There have been times I have experienced overt disregard or maltreatment that offered no explanation other than the fact that I was a woman. I am incredibly logical and I can see things from all perspectives. I am rarely the one to play the race or gender card unless it is definitively the case.
There was a recent instance when I was disrespected by a Black professional male. Without going into too much detail, I had made a relatively standard professional request, but the request was disregarded and shut down without a reasonable, substantive explanation.
After I had an extensive and somewhat heated conversation with the individual, he granted my initial request.
Why couldn’t the standard request be granted initially? Why did I have to “go all in” on him verbally to get what I asked for in the first place? In the end, I had to do unnecessary “work” to get something that a male more likely than not would have gotten from the beginning.
It is unfair for women to have to jump through hoops to get a modicum of respect.
What I know for certain is many women don’t like to be the woman who is perceived as angry or bitter. For Black women, we have to fight against the whole “Angry Black Woman” perception that is out there, which makes our quest for respect and equity even more frustrating.
On the evening of one of the conversations I had with the women, I decided to go home and watch television in an effort to de-stress and get my mind off some of the injustices women continue to encounter. I found myself watching a recording of Black Girls Rock on BET. The mantra Black Girls Rock (BGR) was formed by Beverly Bond in an effort “to change the world by empowering Black girls to lead, innovate and serve.” The nonprofit is committed to enriching the lives of girls through education, leadership and positive self-identity.
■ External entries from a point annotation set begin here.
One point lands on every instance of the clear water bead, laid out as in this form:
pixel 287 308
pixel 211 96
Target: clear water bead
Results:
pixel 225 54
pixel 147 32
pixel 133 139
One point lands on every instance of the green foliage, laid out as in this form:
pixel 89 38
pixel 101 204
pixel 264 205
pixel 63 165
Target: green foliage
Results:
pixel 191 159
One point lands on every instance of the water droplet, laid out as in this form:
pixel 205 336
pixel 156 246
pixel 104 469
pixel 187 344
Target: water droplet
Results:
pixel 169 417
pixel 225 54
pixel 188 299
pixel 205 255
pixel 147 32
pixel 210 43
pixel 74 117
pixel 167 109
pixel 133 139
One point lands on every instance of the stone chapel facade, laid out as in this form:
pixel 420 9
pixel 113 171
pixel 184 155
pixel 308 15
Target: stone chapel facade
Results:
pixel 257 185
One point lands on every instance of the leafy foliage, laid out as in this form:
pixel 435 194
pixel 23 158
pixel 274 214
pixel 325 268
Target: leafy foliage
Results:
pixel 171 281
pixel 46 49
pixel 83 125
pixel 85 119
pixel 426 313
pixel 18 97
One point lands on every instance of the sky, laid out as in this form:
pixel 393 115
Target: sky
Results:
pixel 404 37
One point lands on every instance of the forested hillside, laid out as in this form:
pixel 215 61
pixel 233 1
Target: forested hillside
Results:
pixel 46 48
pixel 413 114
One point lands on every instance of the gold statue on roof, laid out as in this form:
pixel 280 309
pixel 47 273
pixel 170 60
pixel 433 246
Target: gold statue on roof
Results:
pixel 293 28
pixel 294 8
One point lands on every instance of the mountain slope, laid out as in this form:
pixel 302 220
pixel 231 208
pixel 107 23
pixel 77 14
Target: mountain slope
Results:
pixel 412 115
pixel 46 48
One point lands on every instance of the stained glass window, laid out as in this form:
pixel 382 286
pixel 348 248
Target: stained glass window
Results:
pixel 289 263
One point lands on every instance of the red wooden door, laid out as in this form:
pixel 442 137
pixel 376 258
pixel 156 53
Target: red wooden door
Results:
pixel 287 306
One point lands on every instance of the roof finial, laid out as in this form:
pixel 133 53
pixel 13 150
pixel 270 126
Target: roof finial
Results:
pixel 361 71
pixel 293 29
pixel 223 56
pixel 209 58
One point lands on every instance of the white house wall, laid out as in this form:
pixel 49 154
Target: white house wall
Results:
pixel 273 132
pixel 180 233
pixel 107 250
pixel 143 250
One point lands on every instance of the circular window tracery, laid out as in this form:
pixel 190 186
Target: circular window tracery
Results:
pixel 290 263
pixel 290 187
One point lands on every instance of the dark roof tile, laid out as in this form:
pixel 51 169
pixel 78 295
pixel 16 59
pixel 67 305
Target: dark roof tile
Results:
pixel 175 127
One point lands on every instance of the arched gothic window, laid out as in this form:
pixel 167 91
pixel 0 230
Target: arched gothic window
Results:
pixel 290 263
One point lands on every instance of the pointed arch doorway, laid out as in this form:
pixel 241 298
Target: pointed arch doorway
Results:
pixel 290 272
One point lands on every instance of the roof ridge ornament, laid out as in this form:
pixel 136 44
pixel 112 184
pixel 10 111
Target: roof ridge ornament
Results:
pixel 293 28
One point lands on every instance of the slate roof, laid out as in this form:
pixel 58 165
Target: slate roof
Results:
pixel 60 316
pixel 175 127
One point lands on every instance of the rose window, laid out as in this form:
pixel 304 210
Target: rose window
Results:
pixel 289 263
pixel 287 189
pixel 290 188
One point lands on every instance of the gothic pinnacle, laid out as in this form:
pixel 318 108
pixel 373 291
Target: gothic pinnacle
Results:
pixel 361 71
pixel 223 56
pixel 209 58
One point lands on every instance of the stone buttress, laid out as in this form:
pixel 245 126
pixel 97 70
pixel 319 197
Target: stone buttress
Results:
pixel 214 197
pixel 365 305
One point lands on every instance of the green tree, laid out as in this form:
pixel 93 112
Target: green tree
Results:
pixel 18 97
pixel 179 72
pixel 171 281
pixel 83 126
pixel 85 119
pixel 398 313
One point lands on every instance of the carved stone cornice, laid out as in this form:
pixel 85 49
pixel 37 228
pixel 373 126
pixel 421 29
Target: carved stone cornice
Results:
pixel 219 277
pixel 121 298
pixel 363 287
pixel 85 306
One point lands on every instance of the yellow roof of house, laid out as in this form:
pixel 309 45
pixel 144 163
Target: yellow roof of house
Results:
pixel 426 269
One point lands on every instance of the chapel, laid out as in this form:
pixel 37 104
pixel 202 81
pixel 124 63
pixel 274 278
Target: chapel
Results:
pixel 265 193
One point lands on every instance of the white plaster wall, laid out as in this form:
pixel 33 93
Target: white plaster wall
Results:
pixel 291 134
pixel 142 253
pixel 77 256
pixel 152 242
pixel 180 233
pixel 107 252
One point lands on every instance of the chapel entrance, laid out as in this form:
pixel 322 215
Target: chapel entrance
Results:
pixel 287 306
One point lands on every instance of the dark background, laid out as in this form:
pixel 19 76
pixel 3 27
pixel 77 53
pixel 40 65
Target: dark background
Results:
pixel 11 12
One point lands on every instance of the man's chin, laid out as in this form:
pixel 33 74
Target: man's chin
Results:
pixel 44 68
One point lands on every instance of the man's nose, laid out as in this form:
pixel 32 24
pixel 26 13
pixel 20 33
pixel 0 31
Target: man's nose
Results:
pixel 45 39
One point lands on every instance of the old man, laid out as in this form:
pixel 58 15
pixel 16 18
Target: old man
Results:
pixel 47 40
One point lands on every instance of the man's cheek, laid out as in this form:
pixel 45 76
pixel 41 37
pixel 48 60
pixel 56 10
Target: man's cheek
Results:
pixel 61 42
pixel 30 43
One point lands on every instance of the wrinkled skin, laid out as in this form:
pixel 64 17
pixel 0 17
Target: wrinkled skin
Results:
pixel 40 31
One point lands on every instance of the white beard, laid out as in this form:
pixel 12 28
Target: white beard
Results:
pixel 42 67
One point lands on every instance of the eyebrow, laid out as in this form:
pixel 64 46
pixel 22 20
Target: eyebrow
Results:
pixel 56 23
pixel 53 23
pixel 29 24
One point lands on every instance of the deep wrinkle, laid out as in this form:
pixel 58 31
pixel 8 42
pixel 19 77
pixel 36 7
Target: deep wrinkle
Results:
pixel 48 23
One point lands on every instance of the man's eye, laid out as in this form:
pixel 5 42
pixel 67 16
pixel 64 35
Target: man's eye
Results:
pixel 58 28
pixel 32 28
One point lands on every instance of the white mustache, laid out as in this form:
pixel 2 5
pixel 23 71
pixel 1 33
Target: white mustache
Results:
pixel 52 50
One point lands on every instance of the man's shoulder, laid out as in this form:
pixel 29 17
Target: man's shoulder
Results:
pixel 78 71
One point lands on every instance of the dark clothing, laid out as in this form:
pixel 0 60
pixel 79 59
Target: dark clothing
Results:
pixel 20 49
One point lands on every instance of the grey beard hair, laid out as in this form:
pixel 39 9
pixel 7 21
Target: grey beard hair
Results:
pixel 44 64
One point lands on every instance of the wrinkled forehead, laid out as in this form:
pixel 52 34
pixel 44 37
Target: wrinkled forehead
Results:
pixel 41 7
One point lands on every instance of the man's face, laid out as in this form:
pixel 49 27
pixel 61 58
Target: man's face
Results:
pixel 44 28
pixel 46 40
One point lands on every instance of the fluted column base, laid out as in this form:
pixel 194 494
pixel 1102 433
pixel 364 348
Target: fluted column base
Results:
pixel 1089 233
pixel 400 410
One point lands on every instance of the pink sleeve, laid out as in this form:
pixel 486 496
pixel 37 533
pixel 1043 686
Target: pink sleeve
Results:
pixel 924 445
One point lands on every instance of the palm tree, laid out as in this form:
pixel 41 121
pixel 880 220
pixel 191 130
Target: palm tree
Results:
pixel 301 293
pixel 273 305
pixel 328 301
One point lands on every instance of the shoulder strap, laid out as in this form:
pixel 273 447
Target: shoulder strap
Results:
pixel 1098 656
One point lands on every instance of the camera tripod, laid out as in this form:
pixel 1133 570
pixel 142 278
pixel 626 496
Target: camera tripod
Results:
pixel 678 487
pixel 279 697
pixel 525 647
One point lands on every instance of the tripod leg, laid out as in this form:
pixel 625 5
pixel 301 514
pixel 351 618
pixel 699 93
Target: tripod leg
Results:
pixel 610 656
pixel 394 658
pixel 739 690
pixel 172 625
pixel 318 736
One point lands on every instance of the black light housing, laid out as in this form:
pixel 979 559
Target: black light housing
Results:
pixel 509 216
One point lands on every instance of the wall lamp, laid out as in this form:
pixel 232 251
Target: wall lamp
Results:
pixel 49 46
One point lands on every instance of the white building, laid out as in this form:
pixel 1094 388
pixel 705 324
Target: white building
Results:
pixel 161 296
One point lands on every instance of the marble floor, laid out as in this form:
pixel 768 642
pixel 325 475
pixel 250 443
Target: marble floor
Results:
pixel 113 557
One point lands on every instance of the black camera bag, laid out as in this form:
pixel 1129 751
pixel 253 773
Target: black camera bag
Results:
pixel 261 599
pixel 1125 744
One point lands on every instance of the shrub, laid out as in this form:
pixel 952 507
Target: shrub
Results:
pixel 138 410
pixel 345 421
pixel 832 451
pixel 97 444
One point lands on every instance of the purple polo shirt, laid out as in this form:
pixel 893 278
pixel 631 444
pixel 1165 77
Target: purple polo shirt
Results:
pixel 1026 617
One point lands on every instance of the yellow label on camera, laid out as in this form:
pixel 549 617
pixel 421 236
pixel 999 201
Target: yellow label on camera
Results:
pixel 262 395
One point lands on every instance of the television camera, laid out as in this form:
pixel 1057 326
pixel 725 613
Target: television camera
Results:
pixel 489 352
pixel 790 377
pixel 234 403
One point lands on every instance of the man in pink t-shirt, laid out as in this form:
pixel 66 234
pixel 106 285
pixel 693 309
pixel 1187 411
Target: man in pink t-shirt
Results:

As I watched segments of BGR, I found myself rejuvenated and inspired. Legendary actress and activist Cicely Tyson said it best when she said, “The moment someone tries to demean you, you have to know how great you are. No one is going to bother to put you down (or disregard you) if you are not a threat to them.”
It is amazing how people will try to silence you. People will try to silence us or push us to the point of submission, but it is our responsibility to continue to be true to ourselves and the issues that we are passionate about. Doing so is the only way to ensure consistent positive change.